U.S. detained abuse cases, human rights ignored

Rights group slams U.S. on Afghan record

NEW YORK, Feb. 16 (UPI) -- A U.S. human rights group Friday slammed the U.S. government on its record in Afghanistan.

"The United States has failed to adequately investigate and prosecute numerous cases of detainee abuse by U.S. personnel in Afghanistan," Human Rights Watch said.

Human Rights Watch cited numerous cases of alleged abuse and killings in Afghanistan implicating U.S. military and Central Intelligence Agency personnel, in which U.S. authorities have failed to hold suspected perpetrators responsible.

Human Rights Watch said the U.S. military had yet to probe satisfactorily many instances "of abuse implicating military personnel, including several killings of detainees in Afghanistan in 2002 and 2003. Nor has the military sought to prosecute senior officers on the grounds of command responsibility for failing to stop abuses that they knew or should have known were occurring."

"The failure of accountability in Afghanistan is notable because a military unit involved in interrogations in Afghanistan in 2002 -- the Army's 519th Military Intelligence Battalion -- was later sent to Iraq and implicated in infamous abuses that took place at Abu Ghraib prison," HRW said.

Human Rights Watch also had harsh words for the U.S. Department of Justice.
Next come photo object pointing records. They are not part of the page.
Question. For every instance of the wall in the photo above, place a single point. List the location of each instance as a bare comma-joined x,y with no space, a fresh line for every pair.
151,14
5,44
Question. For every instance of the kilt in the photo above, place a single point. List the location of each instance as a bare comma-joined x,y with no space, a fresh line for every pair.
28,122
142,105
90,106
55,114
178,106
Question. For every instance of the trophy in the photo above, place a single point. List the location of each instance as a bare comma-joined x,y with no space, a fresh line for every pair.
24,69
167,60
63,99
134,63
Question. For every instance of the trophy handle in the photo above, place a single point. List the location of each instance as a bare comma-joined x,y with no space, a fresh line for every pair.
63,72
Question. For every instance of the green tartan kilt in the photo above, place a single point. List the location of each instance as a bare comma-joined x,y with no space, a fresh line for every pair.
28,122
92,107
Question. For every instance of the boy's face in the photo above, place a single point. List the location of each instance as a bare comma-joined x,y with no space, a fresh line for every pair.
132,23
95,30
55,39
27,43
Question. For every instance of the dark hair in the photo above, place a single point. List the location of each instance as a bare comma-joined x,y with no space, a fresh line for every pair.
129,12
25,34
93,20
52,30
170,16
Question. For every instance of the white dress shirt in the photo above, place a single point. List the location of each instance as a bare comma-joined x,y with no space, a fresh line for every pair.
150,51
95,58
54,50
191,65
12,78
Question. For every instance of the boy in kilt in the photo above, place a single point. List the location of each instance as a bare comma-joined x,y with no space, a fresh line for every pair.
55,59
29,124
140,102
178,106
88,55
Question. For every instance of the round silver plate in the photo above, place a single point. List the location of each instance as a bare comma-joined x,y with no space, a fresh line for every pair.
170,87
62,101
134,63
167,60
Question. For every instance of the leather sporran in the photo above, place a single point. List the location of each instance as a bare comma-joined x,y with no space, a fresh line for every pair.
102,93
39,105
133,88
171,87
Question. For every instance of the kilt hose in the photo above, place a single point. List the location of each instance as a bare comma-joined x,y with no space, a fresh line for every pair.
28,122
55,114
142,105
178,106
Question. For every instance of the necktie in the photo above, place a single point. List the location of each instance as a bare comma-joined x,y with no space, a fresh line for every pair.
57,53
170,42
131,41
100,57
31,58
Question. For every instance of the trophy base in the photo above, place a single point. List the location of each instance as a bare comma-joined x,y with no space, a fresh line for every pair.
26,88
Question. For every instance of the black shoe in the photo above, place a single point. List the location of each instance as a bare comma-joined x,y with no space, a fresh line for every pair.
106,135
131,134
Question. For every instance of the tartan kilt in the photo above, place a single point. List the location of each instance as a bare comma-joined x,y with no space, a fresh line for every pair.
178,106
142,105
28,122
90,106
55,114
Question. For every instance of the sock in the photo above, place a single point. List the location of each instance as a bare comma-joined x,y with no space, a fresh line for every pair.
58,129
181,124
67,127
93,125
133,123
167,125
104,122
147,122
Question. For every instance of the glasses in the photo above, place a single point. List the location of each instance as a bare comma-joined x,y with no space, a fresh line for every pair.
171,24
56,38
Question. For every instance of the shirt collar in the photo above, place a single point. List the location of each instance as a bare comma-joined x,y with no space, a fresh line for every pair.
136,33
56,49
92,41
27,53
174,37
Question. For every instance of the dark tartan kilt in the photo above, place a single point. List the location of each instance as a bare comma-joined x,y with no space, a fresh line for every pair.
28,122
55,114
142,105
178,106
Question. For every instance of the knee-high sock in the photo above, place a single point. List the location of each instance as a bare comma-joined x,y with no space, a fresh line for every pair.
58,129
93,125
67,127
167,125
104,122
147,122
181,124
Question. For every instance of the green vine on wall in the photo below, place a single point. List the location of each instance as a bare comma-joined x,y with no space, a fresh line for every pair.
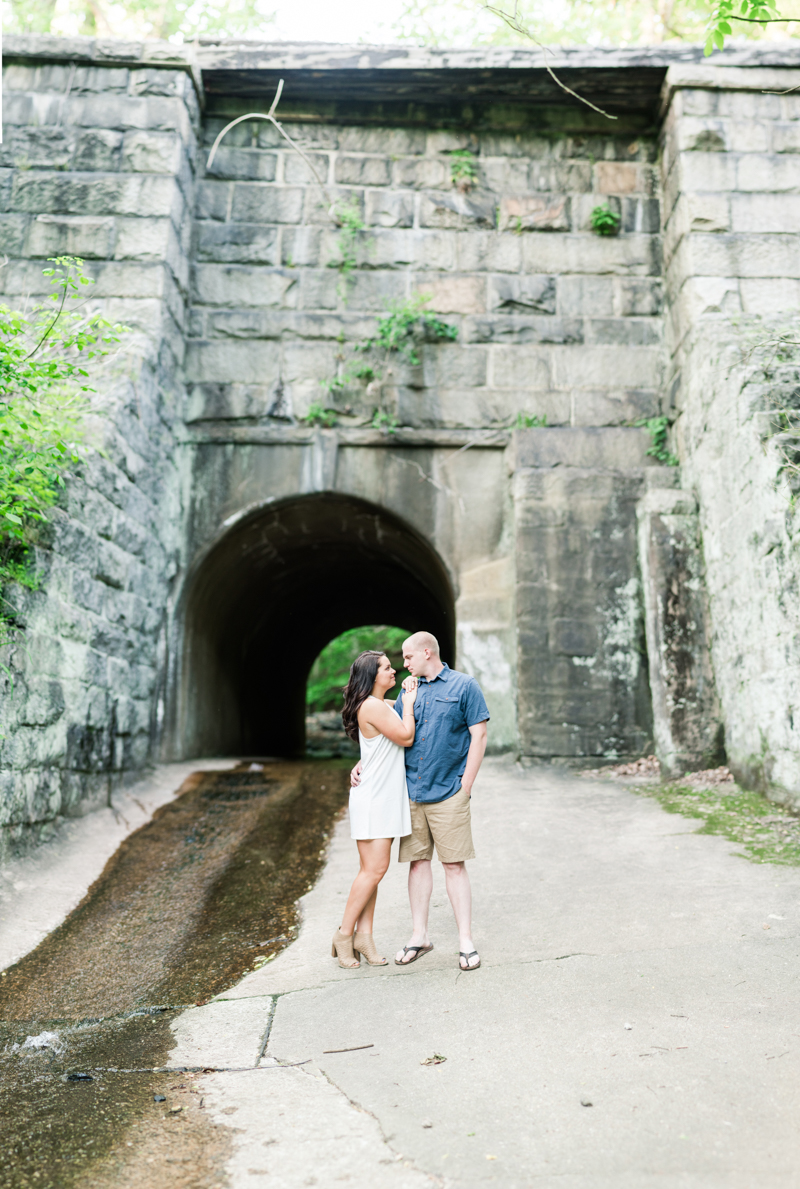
464,174
605,221
401,333
348,216
659,429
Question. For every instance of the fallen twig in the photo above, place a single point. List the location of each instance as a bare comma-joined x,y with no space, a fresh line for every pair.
518,27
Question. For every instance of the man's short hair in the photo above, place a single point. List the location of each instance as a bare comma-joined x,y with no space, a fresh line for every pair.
423,640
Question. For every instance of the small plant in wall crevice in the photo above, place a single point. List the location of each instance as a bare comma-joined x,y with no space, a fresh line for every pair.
605,221
464,174
401,332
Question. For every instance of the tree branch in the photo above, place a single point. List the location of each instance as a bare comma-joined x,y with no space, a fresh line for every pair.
518,27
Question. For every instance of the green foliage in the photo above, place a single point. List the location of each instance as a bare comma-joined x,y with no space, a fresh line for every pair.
317,415
407,325
764,832
331,671
384,421
43,403
605,221
464,174
751,12
657,429
586,21
400,332
348,216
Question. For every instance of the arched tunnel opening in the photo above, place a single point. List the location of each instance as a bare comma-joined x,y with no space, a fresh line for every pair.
265,599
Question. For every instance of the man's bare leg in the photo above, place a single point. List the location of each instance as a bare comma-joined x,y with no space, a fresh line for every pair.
460,897
421,885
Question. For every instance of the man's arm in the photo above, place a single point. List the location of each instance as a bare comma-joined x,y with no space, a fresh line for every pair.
474,756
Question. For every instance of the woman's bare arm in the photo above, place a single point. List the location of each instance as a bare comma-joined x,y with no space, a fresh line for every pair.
385,721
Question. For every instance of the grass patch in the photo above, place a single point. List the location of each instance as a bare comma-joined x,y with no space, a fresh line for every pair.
764,834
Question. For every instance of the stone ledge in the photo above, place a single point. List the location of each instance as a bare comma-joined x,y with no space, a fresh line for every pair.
760,76
597,450
214,434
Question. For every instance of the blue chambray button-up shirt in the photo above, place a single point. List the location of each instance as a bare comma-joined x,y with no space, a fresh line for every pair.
447,706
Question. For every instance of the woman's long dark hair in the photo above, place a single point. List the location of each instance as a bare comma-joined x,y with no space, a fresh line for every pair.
363,673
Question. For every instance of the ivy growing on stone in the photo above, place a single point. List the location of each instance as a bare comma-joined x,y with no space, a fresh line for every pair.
657,429
604,221
401,332
348,216
464,174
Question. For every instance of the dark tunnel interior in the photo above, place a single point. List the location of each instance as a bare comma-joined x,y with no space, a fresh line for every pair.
270,595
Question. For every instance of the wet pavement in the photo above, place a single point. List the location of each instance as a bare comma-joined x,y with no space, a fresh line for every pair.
202,894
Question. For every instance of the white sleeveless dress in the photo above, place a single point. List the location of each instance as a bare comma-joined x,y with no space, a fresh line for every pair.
379,805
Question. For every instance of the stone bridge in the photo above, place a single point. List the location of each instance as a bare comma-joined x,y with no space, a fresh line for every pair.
202,558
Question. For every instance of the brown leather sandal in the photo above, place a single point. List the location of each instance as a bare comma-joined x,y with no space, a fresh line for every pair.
365,948
417,950
342,948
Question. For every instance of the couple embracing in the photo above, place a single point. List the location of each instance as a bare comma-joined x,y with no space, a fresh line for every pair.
420,756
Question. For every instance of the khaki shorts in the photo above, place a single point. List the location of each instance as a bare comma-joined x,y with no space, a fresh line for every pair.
445,823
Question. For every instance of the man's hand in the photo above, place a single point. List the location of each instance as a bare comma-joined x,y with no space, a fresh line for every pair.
474,756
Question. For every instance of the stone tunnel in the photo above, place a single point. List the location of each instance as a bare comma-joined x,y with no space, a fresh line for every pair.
218,539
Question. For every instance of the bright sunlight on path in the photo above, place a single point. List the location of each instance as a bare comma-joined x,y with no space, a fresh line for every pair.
632,1024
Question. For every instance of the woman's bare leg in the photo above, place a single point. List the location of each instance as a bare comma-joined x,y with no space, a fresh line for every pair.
366,916
373,855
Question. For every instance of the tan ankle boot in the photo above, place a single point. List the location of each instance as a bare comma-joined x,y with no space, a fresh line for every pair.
364,947
342,948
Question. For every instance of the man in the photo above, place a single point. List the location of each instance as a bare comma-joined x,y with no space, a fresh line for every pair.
441,766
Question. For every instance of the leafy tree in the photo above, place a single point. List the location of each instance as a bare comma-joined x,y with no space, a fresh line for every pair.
331,671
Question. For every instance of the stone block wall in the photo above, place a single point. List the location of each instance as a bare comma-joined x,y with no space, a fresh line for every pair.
98,162
583,683
553,320
731,175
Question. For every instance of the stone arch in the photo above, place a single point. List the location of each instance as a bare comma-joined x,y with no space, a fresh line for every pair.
270,592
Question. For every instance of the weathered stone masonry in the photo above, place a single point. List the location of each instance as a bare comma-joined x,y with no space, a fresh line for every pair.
216,529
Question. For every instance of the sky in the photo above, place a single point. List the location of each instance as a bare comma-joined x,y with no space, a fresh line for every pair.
336,20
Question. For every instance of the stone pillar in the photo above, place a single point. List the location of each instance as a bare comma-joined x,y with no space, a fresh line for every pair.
731,172
686,722
98,161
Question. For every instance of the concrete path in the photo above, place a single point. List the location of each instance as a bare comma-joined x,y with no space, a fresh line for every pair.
634,1023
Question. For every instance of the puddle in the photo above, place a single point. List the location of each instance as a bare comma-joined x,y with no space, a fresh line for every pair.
200,895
The DOJ, the group said, had not probed "whether civilian leadership in the CIA and military committed crimes by authorizing abusive interrogations in Afghanistan."

HRW cited one of its earlier reports as documenting "how authorizations for abuse likely spread from Afghanistan to Iraq, after the United States invaded in 2003."

"The failure to investigate senior U.S. officials for their role in authorizing detainee abuse is not for lack of evidence but for lack of political will," said Sam Zarifi, Human Rights Watch's Asia research director. "Only an independent prosecutor can mount credible investigations into detainee abuse issues, and Congress should press the administration to appoint one."